A Garganta da Serpente
Veneno Crônico crônicas
  • aumentar a fonte
  • diminuir a fonte
  • versão para impressão
  • recomende esta página

Agosto, 24, 1954

(Raymundo Silveira)

Não obstante se tratar de um truísmo, não deixa de ser curiosa a circunstância de nos recordarmos com exatidão, aonde nos encontrávamos e o que fazíamos ao tomar conhecimento de certos acontecimentos inesperados e de grande repercussão. Porém, mais do que curiosas, são surpreendentes as livres associações que fazemos entre a notícia e certos pormenores relacionados à nossa vida pessoal tais como ambiente, pessoas, objetos, emoções, senso-percepções, isto é, detalhes aparentemente vulgares que talvez jamais nos lembrássemos se não estivessem vinculados àquele fato notório.

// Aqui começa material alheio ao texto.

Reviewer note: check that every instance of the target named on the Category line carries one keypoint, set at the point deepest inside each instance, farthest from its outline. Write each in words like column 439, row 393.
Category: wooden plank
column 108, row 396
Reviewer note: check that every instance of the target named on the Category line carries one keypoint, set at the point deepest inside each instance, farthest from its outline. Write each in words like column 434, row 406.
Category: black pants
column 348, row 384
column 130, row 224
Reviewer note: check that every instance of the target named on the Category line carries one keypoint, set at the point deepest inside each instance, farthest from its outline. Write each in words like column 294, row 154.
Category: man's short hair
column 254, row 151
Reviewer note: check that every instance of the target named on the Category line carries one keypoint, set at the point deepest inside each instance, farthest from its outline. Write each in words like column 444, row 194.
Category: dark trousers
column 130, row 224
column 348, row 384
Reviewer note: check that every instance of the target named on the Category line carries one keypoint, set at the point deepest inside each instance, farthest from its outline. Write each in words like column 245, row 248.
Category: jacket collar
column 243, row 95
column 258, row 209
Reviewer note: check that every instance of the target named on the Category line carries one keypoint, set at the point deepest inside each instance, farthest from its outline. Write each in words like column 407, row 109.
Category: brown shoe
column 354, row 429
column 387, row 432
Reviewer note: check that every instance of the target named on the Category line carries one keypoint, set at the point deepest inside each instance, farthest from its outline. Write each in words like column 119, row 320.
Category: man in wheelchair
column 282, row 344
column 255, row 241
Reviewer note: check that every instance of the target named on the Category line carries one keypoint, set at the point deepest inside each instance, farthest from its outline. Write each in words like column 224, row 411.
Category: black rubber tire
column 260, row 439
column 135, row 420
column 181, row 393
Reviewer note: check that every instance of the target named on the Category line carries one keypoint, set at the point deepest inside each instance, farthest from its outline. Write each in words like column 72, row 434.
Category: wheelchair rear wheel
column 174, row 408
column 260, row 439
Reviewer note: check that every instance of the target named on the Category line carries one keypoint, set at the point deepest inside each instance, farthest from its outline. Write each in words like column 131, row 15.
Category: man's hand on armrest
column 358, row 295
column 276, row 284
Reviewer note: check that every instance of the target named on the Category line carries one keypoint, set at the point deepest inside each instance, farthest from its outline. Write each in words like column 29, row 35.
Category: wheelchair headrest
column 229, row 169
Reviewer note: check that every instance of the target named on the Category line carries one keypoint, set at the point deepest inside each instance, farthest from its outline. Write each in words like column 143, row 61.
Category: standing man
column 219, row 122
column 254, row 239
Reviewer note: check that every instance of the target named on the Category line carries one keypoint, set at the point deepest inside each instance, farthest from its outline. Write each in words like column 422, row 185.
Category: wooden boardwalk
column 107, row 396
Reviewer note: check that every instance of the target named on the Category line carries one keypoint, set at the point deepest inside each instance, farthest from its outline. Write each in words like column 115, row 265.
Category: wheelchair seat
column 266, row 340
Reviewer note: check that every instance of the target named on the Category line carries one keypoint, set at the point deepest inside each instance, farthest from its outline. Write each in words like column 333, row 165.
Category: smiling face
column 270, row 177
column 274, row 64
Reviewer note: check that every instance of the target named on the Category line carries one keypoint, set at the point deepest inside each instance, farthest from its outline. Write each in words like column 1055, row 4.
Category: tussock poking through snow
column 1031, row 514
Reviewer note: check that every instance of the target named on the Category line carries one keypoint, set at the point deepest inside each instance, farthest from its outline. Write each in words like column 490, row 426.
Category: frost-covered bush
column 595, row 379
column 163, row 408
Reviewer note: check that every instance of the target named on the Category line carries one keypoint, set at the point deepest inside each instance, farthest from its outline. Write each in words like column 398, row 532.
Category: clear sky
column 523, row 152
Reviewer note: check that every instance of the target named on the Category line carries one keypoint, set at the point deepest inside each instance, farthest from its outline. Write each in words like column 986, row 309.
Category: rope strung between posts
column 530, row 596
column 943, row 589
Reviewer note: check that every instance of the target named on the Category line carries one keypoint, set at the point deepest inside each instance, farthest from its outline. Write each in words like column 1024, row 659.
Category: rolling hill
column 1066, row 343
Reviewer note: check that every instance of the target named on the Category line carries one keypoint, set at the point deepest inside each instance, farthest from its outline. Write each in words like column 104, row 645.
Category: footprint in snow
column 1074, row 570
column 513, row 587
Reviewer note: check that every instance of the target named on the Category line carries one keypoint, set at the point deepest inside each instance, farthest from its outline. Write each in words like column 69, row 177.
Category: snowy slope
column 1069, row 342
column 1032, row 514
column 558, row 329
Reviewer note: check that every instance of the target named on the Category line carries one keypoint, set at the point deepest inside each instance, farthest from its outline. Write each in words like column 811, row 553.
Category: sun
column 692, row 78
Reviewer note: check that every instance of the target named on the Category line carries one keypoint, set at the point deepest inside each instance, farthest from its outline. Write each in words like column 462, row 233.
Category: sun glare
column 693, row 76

No dia em que Getúlio Vargas se matou eu tinha dez anos e acabara de chegar das aulas da manhã, quando obtive a informação. Pois creiam que sou capaz de descrever minuciosamente cada detalhe do que estava acontecendo comigo e com outras pessoas ao meu redor naquela ocasião. O quintal da casa onde eu morava tinha fundos correspondentes com a frente da minha escola e era pelo seu portão principal por onde passávamos na ida e na volta. O terreno era vasto; correspondia a mais da metade da área construída do imóvel e tinha parte da sua flora e fauna constituída por um misto de pomar, horta, granja e jardim. As ateiras se misturavam com as roseiras. Os troncos das outras árvores frutíferas eram serpenteados de trepadeiras. Havia, além do galinheiro que ficava ao fundo, canteiros de hortaliças, tomateiros e muitas outras plantas de porte semelhante a este, entre os quais uma delas que produzia um fruto que até hoje só vi dar na minha aldeia. Seu nome original é canapu, mas a nós ele só atendia pela graça de canapum. Tinha o formato de uma pequena campânula, cujo envoltório era constituído de uma película foliácea, contendo ar e um diminuto núcleo esférico que quando maduro era comestível, pelo menos para nós, pois o seu sabor era idêntico ao do tomate e diziam conter muitas vitaminas. Os canapuns verdes, nós soprávamos por um orifício que ficava no seu ápice e os estourávamos na testa apenas para ouvir o estalo, como se faz ainda hoje em dia com aqueles fragmentos de balões de aniversário.

Como o terreno era enorme, um cidadão da minha aldeia cuja figura folclórica já foi alvo de várias crônicas que escrevi aqui na Internet – seu Manuel Soares - pediu ao meu pai para cultivar um roçado de milho na parte posterior do quintal. No dia da morte do Getúlio, quando eu saí para a escola, o seu Manuel Soares estava capinando o terreno, preparando-o para o plantio. Havia outro cidadão que morava naquelas imediações e se chamava Luís, cujo sobrenome ninguém sabia, mas, por uma incrível coincidência e embora ele não atendesse - pelo contrário, ficava puto da vida -, só o chamavam de Luís Canapum.

No dia 24 de Agosto de 1954, minhas aulas terminaram mais cedo, mas eu ainda não sabia por quê. Saí da escola com a sensação de quem estivesse preso e tinha sido posto em liberdade condicional. Quando cheguei ao portão do quintal da minha casa seu Manuel Soares, muito cansado e encharcado de suor, continuava no seu labor. A assistir aquilo, seu Luís Canapum imóvel, braços cruzados, muito atento, como se estivesse adorando aquela cena. No exato instante em que eu ia entrando ele falou: “Fazendo o que aí Soares?” Este nem levantou a cabeça para espiar: “Comendo os maduros e ‘estralando’ os verdes na testa” - falou. E continuou a capinar.